What we really ought to do is introduce tools into our class Simulation to package the ideas above. The classic packaging, dating back to the time of Dijkstra, is as a new public scheduler class, Semaphore (named after railroad semaphore signals) with two methods, wait() and signal().

If s is a semaphore and a is a semaphore action, then s.wait(a) either schedules a immediately or it sets a aside until it can be done. s.signal() tells the semaphore that if some action is waiting, it can go. What Dijkstra's student discovered is that the semaphore should behave, logically, like an integer. To a user, it is as if the wait operaiton decrements the integer, guaranteeing that it will never go negative by waiting. To a user, it is as if the signal operation increments the integer, which might allow a blocked action to continue.

Much more can be said about semaphores, and if you take an operating systems course or a parallel programming course, you will see more on this.

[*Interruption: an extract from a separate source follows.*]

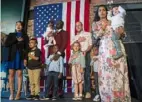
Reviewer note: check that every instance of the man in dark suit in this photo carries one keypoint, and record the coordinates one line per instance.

In fact, in the code we wrote for the road-network simulator, the logic of semaphores is hidden inside class StopLight. We did not call it a semaphore, nor did we make a general mechanism, but we could have done so.

Here is a proposed implementation of this idea as it might be added to the λ expression version of class Simulator:

public abstract class Simulator {
    public interface Action {
	void trigger( double time );
    }
    static void schedule( double time, Action act ) {
	Event e = new Event();
	e.time = time;
	e.act = act;
	eventSet.add( e );
    }
    // other parts of the framework are omitted above

    public class Semaphore {
	private int count;                       // count of excess signals
	private final LinkedList queue;  // queue of excess waits

        public Semaphore( int c ) {
	    count = 1;
	    queue = new LinkedList();
	}

        public void signal( double time ) {
	    if (!queue.isEmpty()) {
	        schedule( time, queue.remove() );
	    } else {
	        count++;
            }
	}

        public void wait( double time, Action act ) {
	    if (count > 0) {
	        count--;
	        schedule( time, act );
	    } else {
	        queue.add( act );
            }
	}
    }

This addition to the simulation framework allows, for example, intersections to have a semaphore used to allow just one vehicle in the intersection at a time. This semaphore would have a count that is initially one. To enter the intersection, a vehicle waits on this semaphore. Once the vehicle is unblocked by this semaphore, it signals when it leaves the intersection. That signal either sets the count back to one or lets the next vehicle in.

Packaging that logic as part of the framework reduces the complexity of intersections significantly.

We won't go there, but if you take an operating system course or a parallel programming course, you will most likely see lots more of this!